Both forms of protection can exist without the other. We can have formal protection without the material, for instance, if the law prohibits entering a building, but the door is unlocked and open. Likewise, we can have material protection without the formal. We can, for example, wear sunglasses and a hat so we won’t be recognized. We can keep silent about having certain information. Material means of protection are certainly more reliable: Taking someone’s valuables might be outlawed and frowned upon, but a lock and a sturdy door will more reliably protect your goods than societal disapproval or the uncertain reach of the law. Formal protections rely on the first form of trust I discussed, and the protections themselves are necessary for us to feel secure in integrating tools and services into our lives.
The problem with formal protections remains that they only offer safety if society supports and enforces them. Enforcement is done either by people amongst themselves, in the case of custom and moral transgressions, or by governments in the case of legal ones. Even then, formal protection does not offer protection against damage per se. If protections are materially absent, damage is always a possible, and formal protections can only offer reparations after the fact. In the case of privacy violations, the damage can never be repaired, but they can only compensate for irreparable harm.
Material protections, on the other hand, offer protection against harm being done in the first place. If no one can reach your data, or even better, knows personal data I available at all, it is much safer.
The Road to Bitcoin
As I have said earlier, the goals of Bitcoin have been worked on for decades. In the following, I will offer a brief, very generalized history, concentrating on the goals that were pursued. I will also offer some thoughts on why Bitcoin was only the beginning of the journey and why I believe that Bitcoin needs to be approached by looking at the underlying aspirations.
The Beginnings
The issues I have outlined are not new, although the impact they have certainly has become more visible in the last decade. Problems involving the misuse of personal data, like the Cambridge Analytica scandal, have put these issues on the agenda but have not stopped them from happening. The problems have been pointed out for a long time, however. I already mentioned Jeffrey Reiman’s article from 1995, but early warnings already came from the computer science community since the mid-1980s. Bitcoin grew organically from these worries.

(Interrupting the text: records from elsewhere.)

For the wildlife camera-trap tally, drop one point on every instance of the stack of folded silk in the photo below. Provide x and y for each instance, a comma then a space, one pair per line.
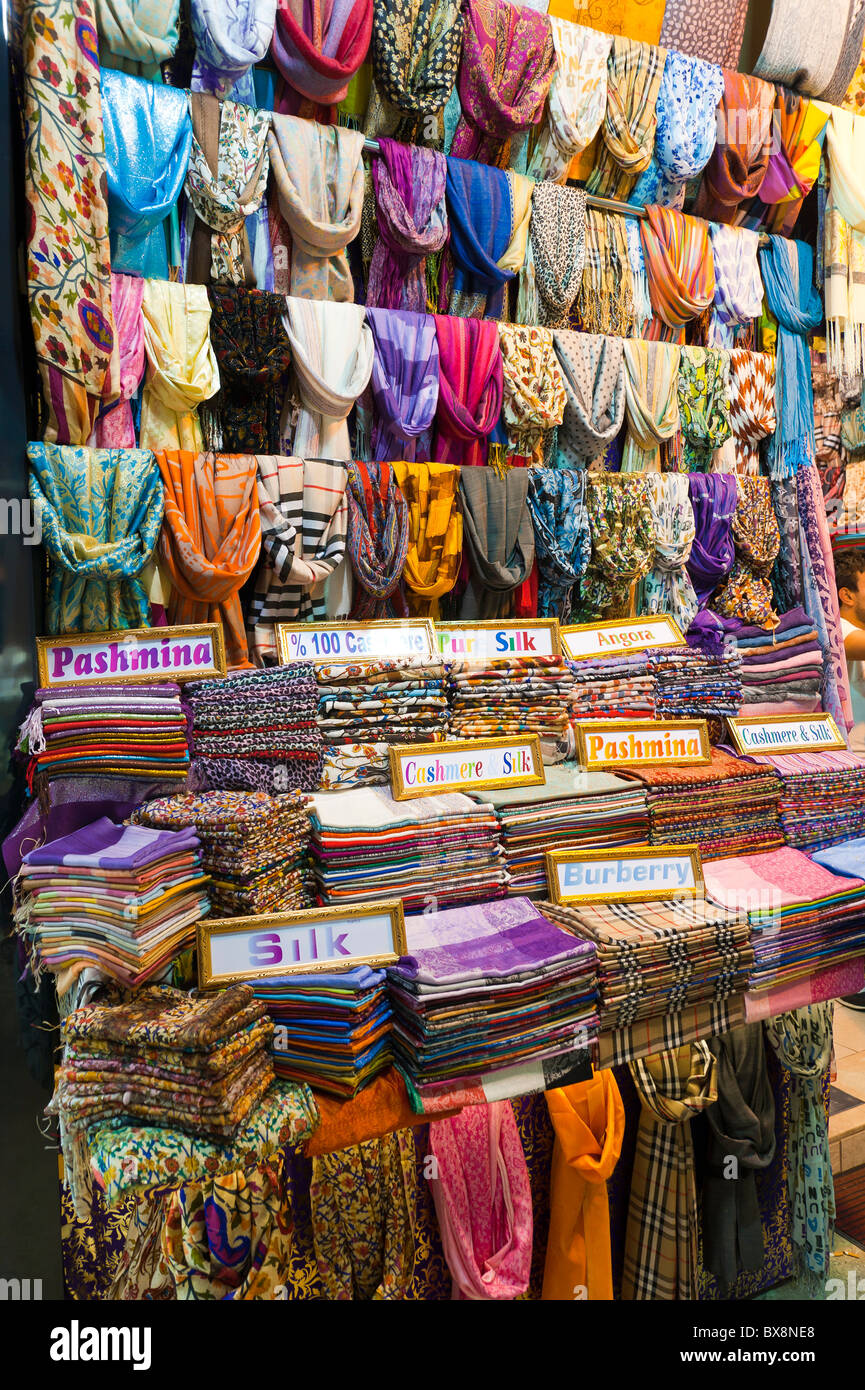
330, 1030
255, 847
661, 957
433, 849
491, 1001
256, 730
363, 708
123, 898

The group that is most recognizably connected with early worries about and defenses against privacy issues is the cypherpunks, which became active around 1992. The cypherpunks operated on a mailing list, and people like Nick Szabo, Adam Back and Hal Finney, all of whom later became known for their involvement with Bitcoin, were active contributors. Apart from the mailing list, they are known for Eric Hughes’ A Cypherpunk’s Manifesto and Timothy May’s Cyphernomicon, a bullet point collection of cypherpunk material. Both works show cypherpunks were interested in privacy above all, but only if it served a goal: protection of the private space against unwanted eavesdropping. The very short Manifesto already shows the cypherpunks did not believe that corporations and governments were properly incentivized to resist using data. Therefore they advocated strong encryption methods to protect personal data. One of the other distinguishing features of cypherpunk ethos is an emphasis on acting on theory, summarized in the slogan “Cypherpunks write code.” Cypherpunk contributor Sandy Sandfort, as quoted in the Cyphernomicon, thought this should be taken metaphorically. In his opinion, it meant “cypherpunks take personal responsibility for empowering themselves against threats to privacy.” We will see that this ethos carried over into the Bitcoin community and later the crypto community.
Willing and wishing are two very different things. The difference between willing and wishing something is that in willing, you summon all means in your power to make something a reality. Merely wishing stops at the intent.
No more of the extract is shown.